Et d’ajouter : « Des travaux antérieurs expliquent également que l’ouvrage soit publié par l’université Saint Joseph au sein des Presses du même nom. Dès 1987, l’USJ s’était penchée sur cette question du ou des déplacements forcés et cela avait donné pour résultat une enquête nationale qui fait toujours référence sur la question. Cette fois, l’échelle plus réduite permet de compléter ce qui avait été perçu lors cette enquête nationale en insistant sur le retour et la réinstallation dans les lieux d’origine des déplacés des guerres libanaises (1975 – 1990) comme de ceux, déplacés par les invasions israéliennes dans certaines régions du pays et tout particulièrement au Liban Sud (1978, 1982, 1996 et 2006). Bref, d’approfondir la compréhension des traumatismes liés à ce déplacement, à cet exil intérieur qu’ont connu les déplacés. »
La quatrième table ronde a eu lieu le 10 novembre 2016 concernant le lancement du 1er volume de l’histoire de la littérature arabe chrétienne de Mgr Joseph Nasrallah avec pour modérateur, Pr Souad Slim. À cette occasion, Pr Salim Daccache s.j. Recteur de l’Université Saint-Joseph et directeur du Centre de Recherches et de Publications de l’Orient chrétien (CERPOC), a souligné : « Feu Mgr Nasrallah, avec la collaboration du professeur Rachid Haddad, ici présent, avait de son vivant commencé la publication des cinq volumes de cette œuvre, présentée en huit tomes (index y compris). Six tomes sont parus de son vivant et il restait la publication du 1er volume touchant la période byzantine de 451 à 634. C’est avec plaisir que nous vous le présentons ici. Le volume 5 (l’index) paraîtra sous peu aux éditions du CERPOC. »

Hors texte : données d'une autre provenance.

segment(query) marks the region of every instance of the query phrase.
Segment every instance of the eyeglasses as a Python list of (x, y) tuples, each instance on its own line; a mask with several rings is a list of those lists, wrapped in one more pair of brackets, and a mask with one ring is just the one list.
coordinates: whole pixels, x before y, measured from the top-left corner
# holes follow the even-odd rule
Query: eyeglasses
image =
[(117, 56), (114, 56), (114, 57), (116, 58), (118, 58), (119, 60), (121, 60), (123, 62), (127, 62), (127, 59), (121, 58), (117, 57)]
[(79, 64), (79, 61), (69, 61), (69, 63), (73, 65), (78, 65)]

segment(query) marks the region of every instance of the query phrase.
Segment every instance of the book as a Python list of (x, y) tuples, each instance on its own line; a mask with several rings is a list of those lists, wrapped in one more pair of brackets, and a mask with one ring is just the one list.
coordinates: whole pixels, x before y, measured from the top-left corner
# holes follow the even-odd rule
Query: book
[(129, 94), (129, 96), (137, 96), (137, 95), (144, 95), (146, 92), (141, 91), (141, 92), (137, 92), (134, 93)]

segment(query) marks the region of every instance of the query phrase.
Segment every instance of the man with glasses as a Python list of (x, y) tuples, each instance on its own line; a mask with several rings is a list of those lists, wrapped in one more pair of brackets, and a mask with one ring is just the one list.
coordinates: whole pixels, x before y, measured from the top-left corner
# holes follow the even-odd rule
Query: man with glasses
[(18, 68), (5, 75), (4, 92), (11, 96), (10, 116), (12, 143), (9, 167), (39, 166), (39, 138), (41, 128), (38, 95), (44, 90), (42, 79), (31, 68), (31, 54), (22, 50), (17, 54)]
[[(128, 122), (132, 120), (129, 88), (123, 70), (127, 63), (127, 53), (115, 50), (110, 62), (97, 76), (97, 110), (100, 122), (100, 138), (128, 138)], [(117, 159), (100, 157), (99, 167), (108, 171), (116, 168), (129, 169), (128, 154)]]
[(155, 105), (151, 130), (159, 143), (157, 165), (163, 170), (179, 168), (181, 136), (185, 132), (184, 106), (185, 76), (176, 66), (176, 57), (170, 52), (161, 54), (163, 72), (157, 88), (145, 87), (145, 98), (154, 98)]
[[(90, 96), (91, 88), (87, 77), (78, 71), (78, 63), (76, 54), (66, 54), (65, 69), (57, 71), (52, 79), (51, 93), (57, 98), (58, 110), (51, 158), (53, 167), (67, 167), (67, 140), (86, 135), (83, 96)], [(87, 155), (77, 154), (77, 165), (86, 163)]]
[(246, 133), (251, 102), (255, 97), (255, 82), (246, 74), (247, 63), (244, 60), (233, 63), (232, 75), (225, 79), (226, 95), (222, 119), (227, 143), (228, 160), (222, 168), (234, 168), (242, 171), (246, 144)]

Par ailleurs, plusieurs signatures d’ouvrages ont aussi eu lieu dans ce Salon du livre, notamment : « Les évangéliques » de M. Wissam Paul Macaron, « L’identité des maronites et leur rôle dans l’établissement du Liban moderne selon Youakim Moubarak » de M. Fadi Hindi, « Retour des déplacés dans leurs villages au Liban » de Mme Choghig Kasparian et Mme Annie Tabet, « L’USJ portait d’une université, entre tradition et modernité sous la direction de Mme Carla Eddé.